Of course I'm not saying that TDD guarantees zero bugs, no testing strategy can do that. However it's been my experience, and the experience of others, that TDD dramatically reduces the number of bugs.

However TDD is a skill, and it takes time to learn and get good at it. It took me a good few months before I really got it. Some of the mistakes that I made were:

What helped me grok TDD was dropping down to insanely small increments. Write the most obviously stupid non-general code to get the test to pass as quickly as possible. Then write a test to break that really stupid code.

(These bugs have all become manifest after the system had "aged" a bit and attained a particular—and as it turns out ill-conditioned—state; therefore, all the simple tests that tested functions to produce expected outputs missed these "history-dependent" bugs. I'm beginning to see that the functional programming folks are on to something with their avoidance of assignment and side effects.)

Since you're still getting a large number of nasty bugs my suspicion is that there are possibly some elements of TDD that you're missing.

Could you give a (small :-) code example that we could talk about that shows a bug that you missed during TDD?

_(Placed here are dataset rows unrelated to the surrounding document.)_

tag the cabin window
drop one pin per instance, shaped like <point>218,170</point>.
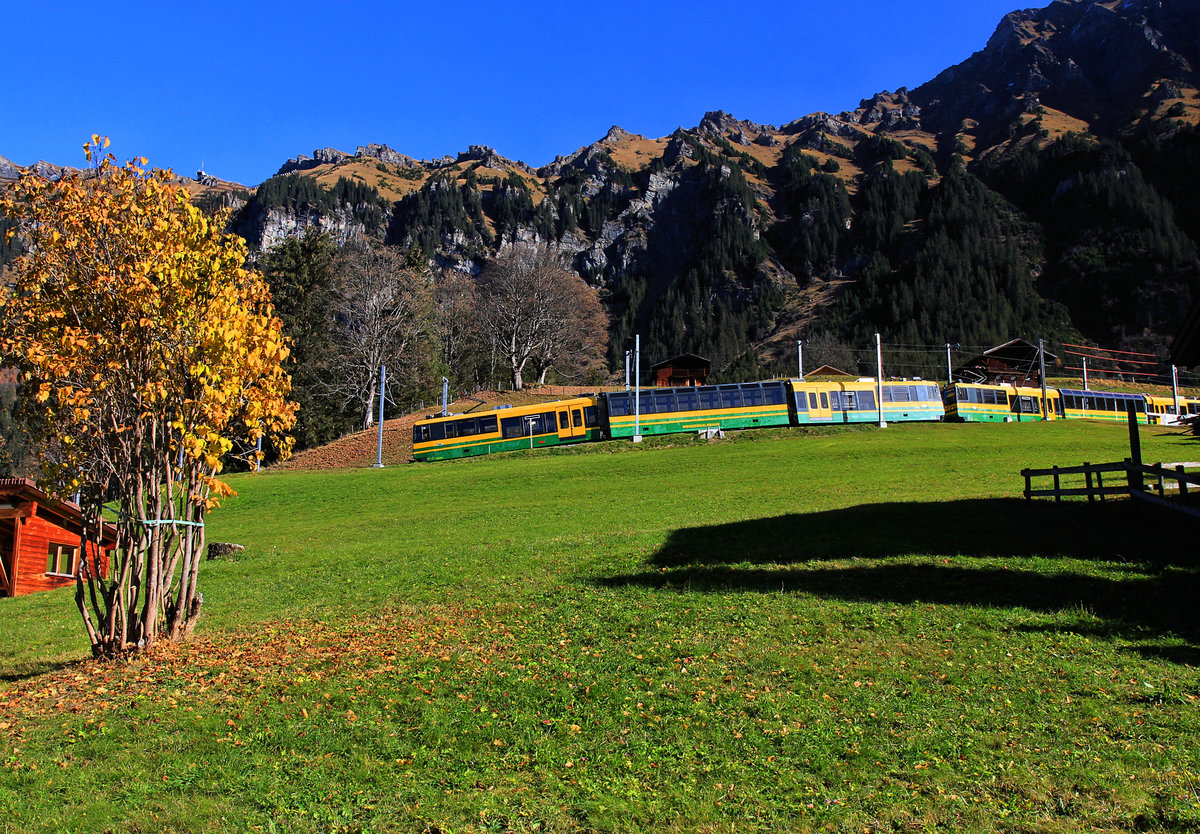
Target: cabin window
<point>511,427</point>
<point>61,559</point>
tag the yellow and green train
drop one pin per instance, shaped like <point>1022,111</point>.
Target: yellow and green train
<point>667,411</point>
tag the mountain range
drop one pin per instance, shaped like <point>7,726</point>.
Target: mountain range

Also, I find interesting the difference between your take on TDD and that described by Kent Beck in his widely cited TDD by Example. Beck uses "test first" only as a precondition for adding functionality to his software. I.e., he says that one should not write any new code in one's application until one has written a failing test that will succeed only after the new code has been written. He makes no mention of writing tests specifically designed to make the software fail.

It's the same thing from a different perspective.

If you're using TDD then every time you write a test you should expect that test to fail. It's the test failure that drives the design/development (hence the name :-)

With TDD you don't stop when all the tests pass, you stop when you can't write any more failing tests.